I don't think that C++ unwinding can be done first, since POSIX
handlers may refer to objects on the stack. I can see a similar
argument preventing the reverse order (e.g. a class which locks a
mutex in its constructor and unlocks in the destructor).
--
Eppur si muove
> On Mon, 06 Nov 2000 09:16:42 -0500, Dave Butenhof <David.B...@compaq.com>
> wrote:
> >environment for applications and use both in combination. Because POSIX
> >cancellation was designed to work with exceptions (it was in fact designed to
> >be implemented as an exception), the combination is obvious and natural, and
> >there's simply no good excuse for it to not work.
>
> What should the semantics be, in your opinion? POSIX cleanup handles first,
> then C++ unwinding? Or C++ unwinding first, then POSIX cleanup handlers? Or
> should the proper nesting of cleanup handlers and C++ statement blocks be
> observed?
My opinion is that they should be executed in the only possible correct or useful
order.
( ;-) -- but only for the phrasing, not the message.)
Each active "unwind scope" on the thread must be handled in order. (The opposite
order from that in which they were entered, of course.)
The obvious implementation of this is that both C++ destructors (and catch
clauses) and POSIX cleanup handlers, are implemented as stack frame scoped
exception handlers, and that each handler is executed, in order, as the frame is
unwound by a single common unwind handler.
Any other order will break one or the other, or both.

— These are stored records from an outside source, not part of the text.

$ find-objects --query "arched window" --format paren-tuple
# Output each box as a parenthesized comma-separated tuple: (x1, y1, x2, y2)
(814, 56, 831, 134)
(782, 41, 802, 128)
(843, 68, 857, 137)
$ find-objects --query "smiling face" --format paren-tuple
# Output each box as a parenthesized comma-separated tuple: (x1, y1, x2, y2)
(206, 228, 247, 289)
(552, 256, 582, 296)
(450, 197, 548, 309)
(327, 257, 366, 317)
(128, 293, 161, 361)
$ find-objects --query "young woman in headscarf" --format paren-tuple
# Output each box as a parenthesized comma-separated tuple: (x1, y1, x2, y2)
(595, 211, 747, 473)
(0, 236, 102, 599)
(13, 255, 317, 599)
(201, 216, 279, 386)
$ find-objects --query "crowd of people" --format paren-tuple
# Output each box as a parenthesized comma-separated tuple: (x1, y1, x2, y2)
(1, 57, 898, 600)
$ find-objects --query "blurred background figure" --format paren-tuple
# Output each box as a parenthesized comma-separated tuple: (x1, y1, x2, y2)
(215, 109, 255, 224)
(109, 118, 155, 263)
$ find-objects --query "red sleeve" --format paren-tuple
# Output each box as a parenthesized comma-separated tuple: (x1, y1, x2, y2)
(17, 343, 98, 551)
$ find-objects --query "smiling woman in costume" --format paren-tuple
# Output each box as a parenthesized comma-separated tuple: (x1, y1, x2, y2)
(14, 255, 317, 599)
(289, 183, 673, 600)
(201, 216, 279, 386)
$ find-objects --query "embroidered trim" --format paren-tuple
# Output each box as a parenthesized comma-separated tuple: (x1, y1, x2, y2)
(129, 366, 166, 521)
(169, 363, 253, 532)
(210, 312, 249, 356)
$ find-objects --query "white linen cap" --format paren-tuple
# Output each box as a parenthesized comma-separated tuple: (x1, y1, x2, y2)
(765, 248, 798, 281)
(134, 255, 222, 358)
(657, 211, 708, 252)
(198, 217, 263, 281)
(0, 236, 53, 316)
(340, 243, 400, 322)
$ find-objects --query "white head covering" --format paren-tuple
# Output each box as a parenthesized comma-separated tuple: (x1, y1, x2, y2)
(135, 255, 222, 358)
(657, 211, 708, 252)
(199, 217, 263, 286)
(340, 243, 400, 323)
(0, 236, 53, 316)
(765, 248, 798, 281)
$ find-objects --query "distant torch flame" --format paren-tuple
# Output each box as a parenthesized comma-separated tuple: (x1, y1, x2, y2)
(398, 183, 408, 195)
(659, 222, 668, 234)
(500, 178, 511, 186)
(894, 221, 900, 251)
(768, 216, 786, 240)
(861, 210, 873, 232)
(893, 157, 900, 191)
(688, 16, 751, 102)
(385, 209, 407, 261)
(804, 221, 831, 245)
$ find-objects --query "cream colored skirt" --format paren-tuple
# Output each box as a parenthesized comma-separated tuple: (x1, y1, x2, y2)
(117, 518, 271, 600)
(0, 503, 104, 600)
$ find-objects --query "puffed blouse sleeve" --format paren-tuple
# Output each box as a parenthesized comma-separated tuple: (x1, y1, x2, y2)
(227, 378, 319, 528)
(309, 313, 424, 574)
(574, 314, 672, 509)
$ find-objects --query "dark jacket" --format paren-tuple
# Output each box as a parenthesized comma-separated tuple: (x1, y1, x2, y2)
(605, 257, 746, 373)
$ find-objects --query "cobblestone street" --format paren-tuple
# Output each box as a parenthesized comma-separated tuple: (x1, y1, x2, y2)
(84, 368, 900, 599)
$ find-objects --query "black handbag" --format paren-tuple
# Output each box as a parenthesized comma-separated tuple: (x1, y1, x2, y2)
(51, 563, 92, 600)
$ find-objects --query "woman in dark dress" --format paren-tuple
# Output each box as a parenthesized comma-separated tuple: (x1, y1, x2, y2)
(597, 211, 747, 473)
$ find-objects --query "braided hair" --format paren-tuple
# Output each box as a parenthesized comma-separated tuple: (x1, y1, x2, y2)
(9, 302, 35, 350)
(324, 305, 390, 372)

> I understand that in the Solaris implementation, the POSIX handlers are done
> first and then the C++ cleanup. How about Digital UNIX? My concern is what GNU
> libc should do; where there isn't a standard, imitating what some other popular
> implementations do would make sense.
I don't know the details of the Solaris implementation, but what you describe is
clearly broken and useless except in trivial and contrived examples.
We, of course, do it "correctly", though it could be cleaner. For example, right
now C++ code can't catch a cancel or thread exit except with the overly general
"catch(...)", because C++ isn't allowed to use pthread_cleanup_push/pop, (and
shouldn't want to since C++ syntax is more powerful), and C++ doesn't have a name
for those "foreign" exceptions. (Of course destructors work fine.) We've worked
with the compiler group to add some builtin exception subclasses to deal with
that, but we never found the time to finish hooking up all the bits.
Our UNIX was architected from the beginning with a universal calling standard that
supports call-frame based exceptions. All conforming language processors must
provide unwind information (procedure descriptors) for all procedures, and a
common set of procedures (in libc and libexc) support finding and interpreting the
descriptors and in unwinding the stack. Our C compiler provides extensions to
allow handling these native/common exceptions from C language code. Our
<pthread.h> uses these extensions to implement POSIX cleanup handlers. (For other
C compilers, we use a setjmp/longjmp package built on native exceptions "under the
covers", though with some loss of integration when interleaved call frames switch
between the two models. Support for our extensions, or something sufficiently
similar, would allow me to make gcc work properly.) Both cancel delivery and
pthread_exit are implemented as native exceptions. The native unwind mechanism
will unwind all call frames (of whatever origin) and call each frame's handler (if
any) in the proper order. (Another minor glitch is that our exception system has a
single "last chance" handler, on which both we and C++ rely. We set it once at
initialization, but C++ sets it at each "throw" statement, which will break
cancellation or thread exit of the initial thread since we can't put a frame
handler at or below main(). This is also fixed by our not-quite-done integration
effort with C++.)
This is all covered by the IA64 ABI. Of course it specifies API names, and data
structure sizes and contents. It's also somewhat more biased than our
implementation towards C++, since it was a generalization and cleanup of the C++
ABI section on exceptions rather than something designed independently. (The ABI,
and any C++ implementation, had to do this anyway. Making it general was only a
little more work than making it exclusive to C++, and of fairly obvious value.)